Today is Saturday for me and I haven't been here since Tuesday ~ the wonderful piece of machinery that allows me access to the Internet, email, Facebook, web cam and Google decided to be difficult and has spent most of the week in with the repair man - it is working again and everything is in hand for me to have and work with a new computer.
It is a strange feeling - almost that I have been detached from my life support system and I found it difficult. I was able to access things from the home of a friend and special phone calls and text messages made it much easier to bear.
The time away gave me cause to think about why I blog and how it started. It started when I had not long come out of hospital and there were lots of people wanting to know how I was doing, so I chose to blog to keep everyone in the loop and then it became a place for joy and thanksgiving for my life.
It has moved to be a general musing on how life is treating me and how I am feeling and I am happy to be back and not to have forgotten the source.

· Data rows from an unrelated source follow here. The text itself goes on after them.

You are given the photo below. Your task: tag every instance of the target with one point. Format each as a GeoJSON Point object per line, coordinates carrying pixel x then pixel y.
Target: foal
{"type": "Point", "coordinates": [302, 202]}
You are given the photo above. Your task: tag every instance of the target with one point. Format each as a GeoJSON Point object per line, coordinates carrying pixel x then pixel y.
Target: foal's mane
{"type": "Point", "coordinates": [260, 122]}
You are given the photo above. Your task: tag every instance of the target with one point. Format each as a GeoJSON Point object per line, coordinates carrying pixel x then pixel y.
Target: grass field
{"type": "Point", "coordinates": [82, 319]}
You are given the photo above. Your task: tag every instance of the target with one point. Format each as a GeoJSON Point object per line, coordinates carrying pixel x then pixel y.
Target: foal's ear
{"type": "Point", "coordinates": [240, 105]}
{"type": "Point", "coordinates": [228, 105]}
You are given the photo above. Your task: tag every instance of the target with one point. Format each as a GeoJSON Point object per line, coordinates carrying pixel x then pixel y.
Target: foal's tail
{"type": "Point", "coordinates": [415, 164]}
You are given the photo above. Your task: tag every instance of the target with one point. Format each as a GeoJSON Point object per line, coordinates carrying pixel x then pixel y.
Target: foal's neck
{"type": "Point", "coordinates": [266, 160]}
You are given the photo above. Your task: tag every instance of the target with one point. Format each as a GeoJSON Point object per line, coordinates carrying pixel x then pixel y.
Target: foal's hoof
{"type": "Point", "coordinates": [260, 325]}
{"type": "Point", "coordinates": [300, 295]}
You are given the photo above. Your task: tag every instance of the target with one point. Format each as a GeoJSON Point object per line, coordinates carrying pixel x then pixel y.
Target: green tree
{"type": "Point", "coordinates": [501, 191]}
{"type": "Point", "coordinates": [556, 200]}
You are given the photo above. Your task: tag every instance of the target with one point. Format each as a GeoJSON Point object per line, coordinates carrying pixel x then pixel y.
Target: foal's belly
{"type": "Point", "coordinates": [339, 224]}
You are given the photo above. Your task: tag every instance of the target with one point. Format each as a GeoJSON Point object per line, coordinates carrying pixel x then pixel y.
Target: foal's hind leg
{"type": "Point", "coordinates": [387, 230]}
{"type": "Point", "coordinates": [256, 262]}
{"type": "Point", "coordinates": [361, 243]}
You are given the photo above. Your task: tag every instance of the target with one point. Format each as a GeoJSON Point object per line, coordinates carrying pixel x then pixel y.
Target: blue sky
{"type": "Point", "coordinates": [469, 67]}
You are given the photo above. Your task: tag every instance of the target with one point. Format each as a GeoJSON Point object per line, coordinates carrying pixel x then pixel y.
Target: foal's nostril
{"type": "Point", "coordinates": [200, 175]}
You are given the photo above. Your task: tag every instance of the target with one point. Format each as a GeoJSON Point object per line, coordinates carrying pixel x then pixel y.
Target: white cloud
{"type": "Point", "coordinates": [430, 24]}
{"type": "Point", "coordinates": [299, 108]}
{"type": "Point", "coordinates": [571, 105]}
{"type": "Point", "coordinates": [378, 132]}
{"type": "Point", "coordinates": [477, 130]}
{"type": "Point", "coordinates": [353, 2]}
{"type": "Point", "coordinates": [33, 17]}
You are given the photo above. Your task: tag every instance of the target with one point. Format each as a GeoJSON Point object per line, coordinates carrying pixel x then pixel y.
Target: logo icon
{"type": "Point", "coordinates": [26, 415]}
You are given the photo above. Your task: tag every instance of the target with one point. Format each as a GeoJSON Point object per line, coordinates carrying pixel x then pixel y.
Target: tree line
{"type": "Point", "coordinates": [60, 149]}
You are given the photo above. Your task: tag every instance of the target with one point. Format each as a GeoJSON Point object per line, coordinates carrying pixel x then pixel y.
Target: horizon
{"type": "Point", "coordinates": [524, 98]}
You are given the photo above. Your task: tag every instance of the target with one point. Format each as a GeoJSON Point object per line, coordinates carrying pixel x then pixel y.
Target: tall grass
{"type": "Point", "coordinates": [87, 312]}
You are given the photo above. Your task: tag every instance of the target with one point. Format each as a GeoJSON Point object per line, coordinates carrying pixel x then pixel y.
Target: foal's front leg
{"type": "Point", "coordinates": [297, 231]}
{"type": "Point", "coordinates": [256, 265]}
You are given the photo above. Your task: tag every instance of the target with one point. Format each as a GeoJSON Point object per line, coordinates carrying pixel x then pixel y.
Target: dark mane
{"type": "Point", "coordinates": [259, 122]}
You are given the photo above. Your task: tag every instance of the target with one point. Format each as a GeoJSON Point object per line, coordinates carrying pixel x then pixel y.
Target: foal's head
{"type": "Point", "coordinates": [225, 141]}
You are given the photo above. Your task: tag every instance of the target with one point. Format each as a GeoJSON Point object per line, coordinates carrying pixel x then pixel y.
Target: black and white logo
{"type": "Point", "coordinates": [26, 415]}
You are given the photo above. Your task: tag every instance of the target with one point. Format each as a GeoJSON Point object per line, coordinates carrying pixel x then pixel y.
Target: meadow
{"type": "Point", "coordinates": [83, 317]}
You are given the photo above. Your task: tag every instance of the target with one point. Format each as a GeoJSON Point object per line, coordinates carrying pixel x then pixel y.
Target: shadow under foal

It is good to be reminded of how far I have come ~ there are less and less medical reports in my posts and more and more of the joy I find in my life. The discoveries I have been able to make and share with you all.
Life is indeed good for me - my health is so much better and I live with a thankful heart ~ not only for my health but for the continuing health and strength of other transplant recipients. I wonder and marvel at the skill and knowledge that allows this sort of surgery to go ahead and am astounded at the difference in the quality of life for so many people. There are many thankful hearts all around the world.
I am having trouble believing how quickly this year is passing - tomorrow is Mother's Day and here we are in the middle of May and summer gardens are getting ready to bloom in the northern hemisphere and down in the south we are dealing with much cooler temperatures, falling leaves and grey skies.
My daffodils have been in for a week now and I wonder how cold it is in the soil and I look forward with great anticipation to seeing the first green shoots making their way up and then on to blooming.
The mail this week has brought me letters, cards and books and all of these things are a wonderful reminder of the love and affection of friends.
I have been stepping out of my comfort zone and doing things which are a challenge to me, but I do them with loving support and am managing quite well.
There has been much sickness around and I wish you all a speedy recovery and bright and happy days. I hope that even if your days are challenging and pain filled - that they serve to remind you that you are indeed alive to feel the pain.
Life is beautiful and we live in a beautiful world - so no matter where you go or where your stream travels be sure not to forget the source and go back to your roots and enjoy it all.
Thank you for visiting the Musings of My Heart - today a heart that is filled with wonder at the pure joy of living.